Jose Carlos Gomez
Jose Carlos Gomez
Colleen Boag as Natalie
Matthew E. Prochazka as Matt
Geraldine Dulex as Melissa
North Roberts as Ed Rosa
Isela Frausto as Kyra Zombie
Bled White screened at the Scarefest Horror/Paranormal convention in Lexington Kentucky November 2010 and conversations with the writer/director and the producer cleared up a few questions that the film left lingering. More about that later.

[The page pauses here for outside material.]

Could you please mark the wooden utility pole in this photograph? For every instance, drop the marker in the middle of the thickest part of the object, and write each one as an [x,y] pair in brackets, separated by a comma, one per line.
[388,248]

Bled White tackles the bleak journey through life after the (inevitable?) zombie apocalypse. The movie plays on the struggles that may occur when the “big event” happens. What happens when food supply is short? The reanimated corpses in the zombie world are hungry… and so are your fellow surviving humans. At least some of your loved ones will ultimately become infected – what do you do then? How about finding loved ones who were outside of your grasp during the outbreak but still may survive? The drama of “real life” after the coming of the zombies would certainly be next, after the excitement of initial outbreak.

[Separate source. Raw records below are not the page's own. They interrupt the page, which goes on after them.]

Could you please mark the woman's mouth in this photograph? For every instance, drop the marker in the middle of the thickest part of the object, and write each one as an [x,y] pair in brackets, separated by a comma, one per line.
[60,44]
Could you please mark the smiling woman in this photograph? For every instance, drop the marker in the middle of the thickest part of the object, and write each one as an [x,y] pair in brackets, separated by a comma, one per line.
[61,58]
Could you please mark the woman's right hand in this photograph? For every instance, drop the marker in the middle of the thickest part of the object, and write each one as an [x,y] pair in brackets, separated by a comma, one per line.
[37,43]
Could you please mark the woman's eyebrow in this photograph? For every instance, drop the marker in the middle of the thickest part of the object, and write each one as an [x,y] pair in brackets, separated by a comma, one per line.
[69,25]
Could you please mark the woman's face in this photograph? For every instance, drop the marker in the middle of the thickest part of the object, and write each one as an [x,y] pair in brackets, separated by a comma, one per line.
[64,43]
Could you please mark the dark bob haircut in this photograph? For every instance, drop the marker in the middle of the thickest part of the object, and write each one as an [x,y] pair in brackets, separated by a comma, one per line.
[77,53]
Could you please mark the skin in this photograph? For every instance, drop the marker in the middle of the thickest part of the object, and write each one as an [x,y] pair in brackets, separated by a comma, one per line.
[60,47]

Bled White also tackles the toughest question of all, should there actually be an event of such magnitude: to what lengths will one go to survive in the most inhospitable, deadly and bleak of environments?
Bled White uses unique and effective filters on their camera that create a gritty feel that works very well. Both the film quality and sound are excellent in this one, always a great thing to see in a low-budget indie horror film. The locations were excellent as well and added to the believability of the film. The abandoned motel and outdoor shots were very good.
Many points in Bled White were completely engrossing, and the story developed generally well. The performances of North Roberts as Ed and Matt Prochazka as Matt were particularly good as they created likeable characters and a sense that the audience actually cares what is happening to them. This film also includes the ever-popular zombie species, “runners”, which tend to be unpredictable… as well as have a good chance of actually catching their victims. The zombie villains are great in this film.
The film is presented in a ‘broken time line’ style, which Quitin Terinteno made popular with Pulp Fiction. It was not a surprise that Writer/Director Jose Carlos Gomez said that Pulp Fiction andNight of the Living Dead were his inspirations. Other factors contributed to this particular style as well, both to the benefit and detriment of the film.
During a question and answer period after the Screamfest screening Gomez and producer Kelli Tidmore revealed that the script was written in three days, and Tidmore had auditions lined up and locations selected before the script had even been started. The film was shot in roughly 20 days, weekends only, and the freezing cold Illinois locale contributed directly to filming techniques; Gomez was concerned that the actors would quit if they had to endure too many days in the frigid temperatures, so crafted the shoots so every actor was not required to be present on every shooting day.
The realities of the production and timelines were positive in influencing the “broken timeline” style, but also caused some problems. There are a few parts in the film that prompt a “Really? Why did they do that?” reaction. The entire audience joined in with wonder at one of these points, prompting a group “What the…?” These moments would have benefited greatly from one more re-write.
A great horror movie has the power to scare or startle, at least the jolt-scare type does, and that leads to the primary disappointment of Bled White. In most cases the scare-factor is achieved, but there are several moments that came close to achieving that desired moment of fright, but just missed. In a few of them it was even obvious what could have been done differently to get the desired effect.
Indie Horror on the cheap and the quick is fun, and can really open the door to some creative solutions and effective horror. Bled White generally achieves that goal, but also includes some disappointments that could have been avoided with just a few more days of planning.